2015 Fall Neff Public Lecture

Adam Riess
Supernovae and the Discovery of the Accelerating Universe
Professor of Astronomy and Physics, Johns Hopkins University
Senior member of the Science Staff, Space Telescope Science Institute
Adam Riess
Tuesday, October 27, 2015
4:30 p.m.
Hemisphere Room, Hale Library


In 1929 Edwin Hubble discovered that our Universe is expanding. Eighty years later, the Space Telescope which bears his name is being used to study an even more surprising phenomenon, that the expansion is speeding up. The origin of this effect is not known, but is broadly attributed to a type of "dark energy" first posited to exist by Albert Einstein and now dominating the mass-energy budget of the Universe. I will describe how our team discovered the acceleration of the Universe and why understanding the nature of dark energy presents one of the greatest remaining challenges in astrophysics and cosmology.

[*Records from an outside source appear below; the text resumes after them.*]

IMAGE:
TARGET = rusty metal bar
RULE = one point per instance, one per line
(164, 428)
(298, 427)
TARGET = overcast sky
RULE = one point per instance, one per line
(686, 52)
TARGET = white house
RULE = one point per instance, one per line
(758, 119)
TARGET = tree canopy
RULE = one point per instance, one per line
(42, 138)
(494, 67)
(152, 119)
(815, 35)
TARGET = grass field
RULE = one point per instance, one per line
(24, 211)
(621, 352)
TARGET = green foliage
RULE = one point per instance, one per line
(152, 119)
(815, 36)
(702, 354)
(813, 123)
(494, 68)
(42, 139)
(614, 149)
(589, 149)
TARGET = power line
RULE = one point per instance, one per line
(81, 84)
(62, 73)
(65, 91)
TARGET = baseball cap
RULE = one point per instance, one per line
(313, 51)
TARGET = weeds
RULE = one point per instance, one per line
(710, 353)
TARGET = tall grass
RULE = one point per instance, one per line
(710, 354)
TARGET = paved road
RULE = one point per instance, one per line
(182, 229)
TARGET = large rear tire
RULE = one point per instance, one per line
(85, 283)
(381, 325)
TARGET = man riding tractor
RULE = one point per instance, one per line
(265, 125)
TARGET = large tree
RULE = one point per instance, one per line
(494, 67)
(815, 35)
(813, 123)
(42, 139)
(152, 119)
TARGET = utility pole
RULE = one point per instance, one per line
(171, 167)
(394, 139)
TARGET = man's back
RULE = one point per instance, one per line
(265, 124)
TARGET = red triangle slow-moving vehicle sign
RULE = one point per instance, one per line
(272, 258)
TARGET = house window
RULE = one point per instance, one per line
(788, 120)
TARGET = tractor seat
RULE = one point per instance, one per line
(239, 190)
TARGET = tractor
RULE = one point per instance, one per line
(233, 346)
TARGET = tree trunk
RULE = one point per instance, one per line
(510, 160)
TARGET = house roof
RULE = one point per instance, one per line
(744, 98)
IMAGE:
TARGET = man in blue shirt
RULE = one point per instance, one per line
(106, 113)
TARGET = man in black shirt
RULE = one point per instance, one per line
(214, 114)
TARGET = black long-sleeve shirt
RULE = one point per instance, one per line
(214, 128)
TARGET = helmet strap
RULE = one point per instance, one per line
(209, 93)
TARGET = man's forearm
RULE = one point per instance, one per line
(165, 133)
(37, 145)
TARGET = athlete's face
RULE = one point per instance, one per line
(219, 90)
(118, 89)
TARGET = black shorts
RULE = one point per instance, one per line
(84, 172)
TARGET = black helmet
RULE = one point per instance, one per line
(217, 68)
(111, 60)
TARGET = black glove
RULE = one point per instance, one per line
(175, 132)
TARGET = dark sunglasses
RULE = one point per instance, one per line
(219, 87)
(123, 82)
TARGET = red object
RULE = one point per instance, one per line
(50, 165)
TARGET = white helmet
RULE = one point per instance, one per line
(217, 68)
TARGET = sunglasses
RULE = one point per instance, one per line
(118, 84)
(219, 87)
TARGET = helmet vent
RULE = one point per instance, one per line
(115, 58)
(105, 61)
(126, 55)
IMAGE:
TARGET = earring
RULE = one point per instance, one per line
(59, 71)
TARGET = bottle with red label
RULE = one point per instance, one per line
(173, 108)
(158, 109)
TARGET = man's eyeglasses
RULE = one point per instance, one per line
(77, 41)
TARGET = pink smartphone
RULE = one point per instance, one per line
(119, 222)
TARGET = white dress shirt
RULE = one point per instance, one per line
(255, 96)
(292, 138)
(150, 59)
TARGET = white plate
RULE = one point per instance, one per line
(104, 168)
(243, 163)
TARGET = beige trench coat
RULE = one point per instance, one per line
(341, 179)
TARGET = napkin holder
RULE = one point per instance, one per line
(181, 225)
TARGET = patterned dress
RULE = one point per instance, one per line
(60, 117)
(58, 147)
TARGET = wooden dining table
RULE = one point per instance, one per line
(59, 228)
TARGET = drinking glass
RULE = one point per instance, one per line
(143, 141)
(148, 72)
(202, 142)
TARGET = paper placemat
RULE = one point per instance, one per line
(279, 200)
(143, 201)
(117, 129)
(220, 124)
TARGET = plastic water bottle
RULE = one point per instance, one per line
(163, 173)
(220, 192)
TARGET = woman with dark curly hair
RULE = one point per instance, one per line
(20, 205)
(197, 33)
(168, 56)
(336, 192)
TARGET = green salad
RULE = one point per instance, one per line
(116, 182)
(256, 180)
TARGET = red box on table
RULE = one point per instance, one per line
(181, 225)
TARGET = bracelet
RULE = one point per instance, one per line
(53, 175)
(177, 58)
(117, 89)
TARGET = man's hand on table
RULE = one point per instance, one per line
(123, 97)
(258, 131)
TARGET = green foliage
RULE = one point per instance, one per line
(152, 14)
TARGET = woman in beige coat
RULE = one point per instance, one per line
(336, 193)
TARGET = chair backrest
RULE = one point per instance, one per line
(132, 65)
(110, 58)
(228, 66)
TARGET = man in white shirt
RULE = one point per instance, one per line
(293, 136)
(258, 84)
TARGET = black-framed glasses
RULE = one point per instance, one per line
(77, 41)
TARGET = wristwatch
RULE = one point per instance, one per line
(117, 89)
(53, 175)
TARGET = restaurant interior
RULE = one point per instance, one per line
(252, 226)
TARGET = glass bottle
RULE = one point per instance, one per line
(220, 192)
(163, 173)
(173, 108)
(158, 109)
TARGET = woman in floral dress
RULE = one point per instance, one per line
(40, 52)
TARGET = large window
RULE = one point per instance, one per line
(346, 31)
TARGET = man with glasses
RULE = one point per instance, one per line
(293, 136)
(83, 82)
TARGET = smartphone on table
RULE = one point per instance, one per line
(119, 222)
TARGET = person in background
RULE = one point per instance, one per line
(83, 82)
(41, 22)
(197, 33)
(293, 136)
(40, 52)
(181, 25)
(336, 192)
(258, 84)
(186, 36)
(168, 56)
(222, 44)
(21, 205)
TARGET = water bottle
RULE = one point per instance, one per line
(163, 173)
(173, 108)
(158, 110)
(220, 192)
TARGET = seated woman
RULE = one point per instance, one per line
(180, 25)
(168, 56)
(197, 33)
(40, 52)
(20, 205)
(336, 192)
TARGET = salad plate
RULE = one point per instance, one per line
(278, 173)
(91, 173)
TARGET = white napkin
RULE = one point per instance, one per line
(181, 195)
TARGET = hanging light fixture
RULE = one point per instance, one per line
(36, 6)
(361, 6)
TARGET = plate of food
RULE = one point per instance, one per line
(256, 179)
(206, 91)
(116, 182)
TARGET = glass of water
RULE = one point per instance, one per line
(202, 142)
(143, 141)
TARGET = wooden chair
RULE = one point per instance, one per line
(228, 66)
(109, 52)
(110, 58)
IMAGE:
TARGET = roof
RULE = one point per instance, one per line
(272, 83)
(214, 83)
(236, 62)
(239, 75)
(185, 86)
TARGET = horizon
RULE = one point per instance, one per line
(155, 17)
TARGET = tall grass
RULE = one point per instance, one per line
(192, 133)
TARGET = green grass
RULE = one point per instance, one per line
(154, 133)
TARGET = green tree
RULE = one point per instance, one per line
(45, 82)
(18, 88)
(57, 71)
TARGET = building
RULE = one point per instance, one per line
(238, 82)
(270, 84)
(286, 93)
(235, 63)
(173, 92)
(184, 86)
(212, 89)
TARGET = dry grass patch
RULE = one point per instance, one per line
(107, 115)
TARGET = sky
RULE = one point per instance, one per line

Refreshments to be served at 4 pm in the foyer.

Lecture Poster

Interview of Nobel Laureate Astrophysicist Adam Riess by KMAN News

Perspective Interview by Richard Baker (Audio)


Adam Riess is the Thomas J. Barber Professor in Space Studies at the Krieger School of Arts and Sciences, a distinguished astronomer at the Space Telescope Science Institute and a member of the National Academy of Sciences.

He received his bachelor’s degree in Physics from the Massachusetts Institute of Technology in 1992 and his Ph.D. from Harvard University in 1996.

In 2011, he was named a co-winner of the Nobel Prize in Physics and was awarded the Albert Einstein Medal for his leadership in the High-z Supernova Search Team’s discovery that the expansion rate of the universe is accelerating, a phenomenon widely attributed to a mysterious, unexplained “dark energy” filling the universe. The discovery was named by Science magazine in 1998 as “the Breakthrough Discovery of the Year.”

His accomplishments have been recognized with a number of other awards including a MacArthur Fellowship in 2008, the Gruber Foundation Cosmology Prize in 2007 (shared) and the Shaw Prize in Astronomy in 2006.